How to remove binary large objects (BLOB) from git history and keep them available afterwards.
Disclaimer: This is not meant to be step-by-step instructions covering every possible case, but rather an overview over which tools you can use to solve this problem. Consult git and related documentation, if your case deviates from this example.
Public/Shared Repos
This is the more general option, since what is listed for private repos is not generally suitable for keeping your repository related data publicly available.

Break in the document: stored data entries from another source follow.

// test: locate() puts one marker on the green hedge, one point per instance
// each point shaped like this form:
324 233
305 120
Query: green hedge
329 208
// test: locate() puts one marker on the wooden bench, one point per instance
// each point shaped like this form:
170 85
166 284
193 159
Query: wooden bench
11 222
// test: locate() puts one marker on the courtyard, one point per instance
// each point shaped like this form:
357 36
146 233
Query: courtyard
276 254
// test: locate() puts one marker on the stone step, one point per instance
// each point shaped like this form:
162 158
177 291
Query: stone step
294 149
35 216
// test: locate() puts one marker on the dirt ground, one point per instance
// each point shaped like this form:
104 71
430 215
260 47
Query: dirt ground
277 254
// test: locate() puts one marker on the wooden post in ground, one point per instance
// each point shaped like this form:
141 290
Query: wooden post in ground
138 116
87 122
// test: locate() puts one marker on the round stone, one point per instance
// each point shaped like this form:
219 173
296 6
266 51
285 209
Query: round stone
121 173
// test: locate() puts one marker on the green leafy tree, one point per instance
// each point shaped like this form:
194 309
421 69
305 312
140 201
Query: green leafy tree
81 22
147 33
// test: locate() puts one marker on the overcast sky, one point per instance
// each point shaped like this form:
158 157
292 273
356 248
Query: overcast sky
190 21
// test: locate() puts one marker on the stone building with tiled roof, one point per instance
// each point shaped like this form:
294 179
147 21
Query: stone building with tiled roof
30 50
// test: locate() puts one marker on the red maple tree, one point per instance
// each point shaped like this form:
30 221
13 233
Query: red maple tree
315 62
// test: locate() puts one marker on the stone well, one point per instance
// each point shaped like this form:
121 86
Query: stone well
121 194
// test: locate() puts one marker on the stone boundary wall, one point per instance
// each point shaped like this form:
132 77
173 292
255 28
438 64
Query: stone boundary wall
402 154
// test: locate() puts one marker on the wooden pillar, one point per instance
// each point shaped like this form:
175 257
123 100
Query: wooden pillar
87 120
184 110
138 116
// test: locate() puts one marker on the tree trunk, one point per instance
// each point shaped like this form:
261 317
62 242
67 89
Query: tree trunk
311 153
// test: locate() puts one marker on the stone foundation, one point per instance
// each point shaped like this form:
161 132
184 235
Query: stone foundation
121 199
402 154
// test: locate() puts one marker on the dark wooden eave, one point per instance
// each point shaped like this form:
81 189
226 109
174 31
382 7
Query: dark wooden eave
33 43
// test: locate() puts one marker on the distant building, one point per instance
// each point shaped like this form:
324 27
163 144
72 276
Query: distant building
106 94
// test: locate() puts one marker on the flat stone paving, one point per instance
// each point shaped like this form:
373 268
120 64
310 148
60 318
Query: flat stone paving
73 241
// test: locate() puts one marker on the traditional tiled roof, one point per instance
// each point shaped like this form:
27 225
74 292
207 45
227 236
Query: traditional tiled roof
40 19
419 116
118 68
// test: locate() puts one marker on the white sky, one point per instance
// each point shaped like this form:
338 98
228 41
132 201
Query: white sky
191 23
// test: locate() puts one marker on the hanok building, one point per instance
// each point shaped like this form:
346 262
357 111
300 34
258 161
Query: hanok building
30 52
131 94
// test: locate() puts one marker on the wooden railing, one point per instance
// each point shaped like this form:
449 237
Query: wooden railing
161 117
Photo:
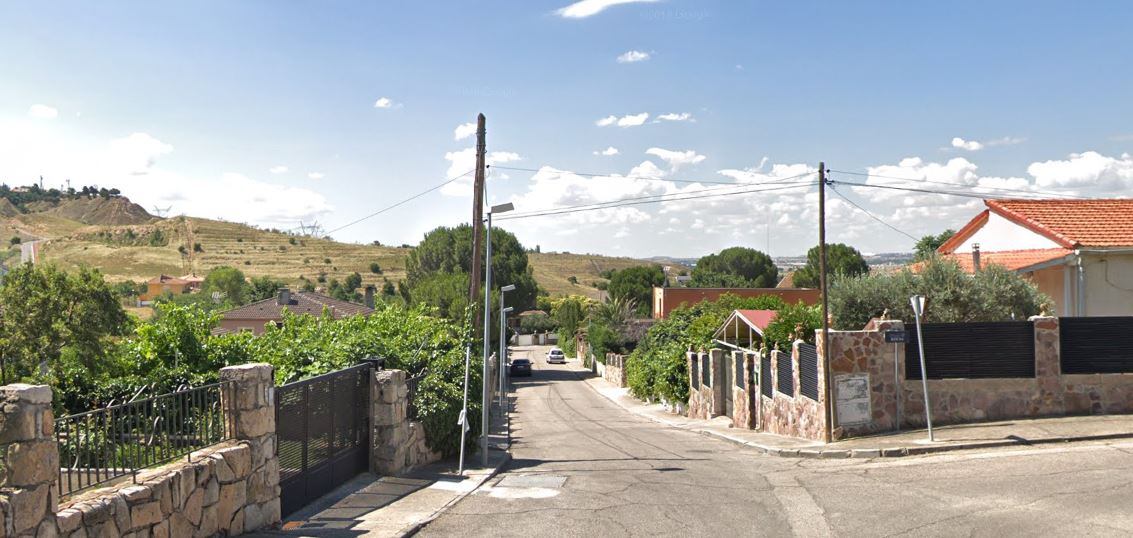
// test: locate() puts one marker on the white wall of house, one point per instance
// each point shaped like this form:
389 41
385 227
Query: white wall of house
999 233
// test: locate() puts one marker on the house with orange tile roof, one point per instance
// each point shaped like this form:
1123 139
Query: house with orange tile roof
1078 252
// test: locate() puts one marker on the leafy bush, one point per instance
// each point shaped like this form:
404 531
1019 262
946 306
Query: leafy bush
953 296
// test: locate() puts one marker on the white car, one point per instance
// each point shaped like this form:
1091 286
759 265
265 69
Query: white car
556 356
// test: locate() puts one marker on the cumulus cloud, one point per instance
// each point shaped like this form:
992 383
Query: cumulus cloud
588 8
463 130
976 145
43 112
675 159
385 103
628 120
675 117
463 161
632 57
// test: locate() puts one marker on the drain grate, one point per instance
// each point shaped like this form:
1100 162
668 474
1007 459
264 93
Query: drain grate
533 480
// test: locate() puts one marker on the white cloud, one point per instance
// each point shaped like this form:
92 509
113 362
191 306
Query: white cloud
675 159
462 161
43 112
970 145
632 57
675 117
1088 170
463 130
976 145
628 120
385 103
607 152
587 8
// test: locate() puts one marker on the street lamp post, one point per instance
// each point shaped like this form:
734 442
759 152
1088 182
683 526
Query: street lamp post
487 334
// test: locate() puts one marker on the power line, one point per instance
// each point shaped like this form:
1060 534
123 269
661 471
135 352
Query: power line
878 219
615 176
1005 189
629 202
601 205
383 210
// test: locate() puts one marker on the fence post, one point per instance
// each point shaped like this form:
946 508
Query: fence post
28 493
249 398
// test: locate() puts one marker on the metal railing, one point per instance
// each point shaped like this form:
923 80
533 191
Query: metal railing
102 445
411 395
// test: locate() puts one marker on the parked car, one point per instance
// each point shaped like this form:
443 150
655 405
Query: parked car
556 356
520 367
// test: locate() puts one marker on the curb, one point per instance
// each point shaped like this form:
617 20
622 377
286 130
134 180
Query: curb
414 529
868 453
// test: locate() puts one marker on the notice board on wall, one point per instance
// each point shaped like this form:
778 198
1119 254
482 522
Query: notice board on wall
851 399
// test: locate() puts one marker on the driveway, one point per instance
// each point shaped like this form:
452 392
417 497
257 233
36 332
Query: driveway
582 466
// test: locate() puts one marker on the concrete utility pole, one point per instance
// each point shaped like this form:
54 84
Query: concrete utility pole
474 290
821 283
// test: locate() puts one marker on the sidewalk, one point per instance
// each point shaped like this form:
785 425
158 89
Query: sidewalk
969 436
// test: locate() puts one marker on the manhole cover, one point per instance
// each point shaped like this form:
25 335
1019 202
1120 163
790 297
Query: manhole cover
533 480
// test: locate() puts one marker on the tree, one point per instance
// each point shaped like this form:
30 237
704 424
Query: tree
227 281
636 284
953 296
841 261
45 312
926 247
449 252
735 267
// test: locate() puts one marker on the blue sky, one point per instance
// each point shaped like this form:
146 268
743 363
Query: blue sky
193 104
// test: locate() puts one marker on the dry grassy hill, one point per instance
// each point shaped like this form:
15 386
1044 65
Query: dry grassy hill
142 250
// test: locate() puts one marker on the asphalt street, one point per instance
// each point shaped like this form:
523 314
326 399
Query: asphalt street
582 466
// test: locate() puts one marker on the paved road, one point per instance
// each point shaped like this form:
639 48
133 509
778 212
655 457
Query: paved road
585 467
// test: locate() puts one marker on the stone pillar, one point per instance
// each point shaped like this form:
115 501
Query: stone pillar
718 383
389 406
28 496
250 400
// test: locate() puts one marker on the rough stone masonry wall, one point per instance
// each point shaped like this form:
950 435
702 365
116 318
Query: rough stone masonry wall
743 399
614 369
792 415
224 489
399 445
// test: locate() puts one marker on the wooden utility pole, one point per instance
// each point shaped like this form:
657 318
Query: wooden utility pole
821 283
474 291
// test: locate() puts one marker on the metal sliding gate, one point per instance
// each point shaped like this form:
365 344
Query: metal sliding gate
322 433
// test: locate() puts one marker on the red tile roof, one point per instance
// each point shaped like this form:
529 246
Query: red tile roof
1073 222
301 302
1011 259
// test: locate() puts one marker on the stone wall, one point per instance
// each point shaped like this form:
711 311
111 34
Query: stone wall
792 413
228 489
398 444
899 401
614 369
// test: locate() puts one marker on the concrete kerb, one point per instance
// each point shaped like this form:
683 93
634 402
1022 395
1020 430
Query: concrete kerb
862 453
411 530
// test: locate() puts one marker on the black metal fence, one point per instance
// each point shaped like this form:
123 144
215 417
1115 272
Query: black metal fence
1096 344
972 350
785 374
102 445
411 395
808 370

- Find out which binary files you have committed in your repo
- Commandline tools like
ncdu
help in finding large files. - For the purpose of this example let's say you found
data/my_training_set.bin
- Commandline tools like
- Backup the BLOB outside the repo
zip ../data.zip data/my_training_set.bin
- Check the BLOB's history
tig data/my_training_set.bin
- Remove the file from your history
- 4.1 In a small repository
git filter-branch --tree-filter 'rm -f data/my_training_set.bin'
- filter-branch performs poorly on larger numbers of commits
- 4.2 In a large repository
- Find the commit ID where
data/my_training_set.bin
was introduced, e.g. withtig data/my_training_set.bin
git rebase -i <commit-ID>~1
- e.g.
git rebase -i 272e7241548d564c3b13f15865cc5fb3c8058e82~1
- Follow the instructions in your editor to pick your commit ID for edit.
git rm data/my_training_set.bin
git commit --amend
git rebase --continue
- Repeat 4.2 if you commited changes to the blob throughout your history.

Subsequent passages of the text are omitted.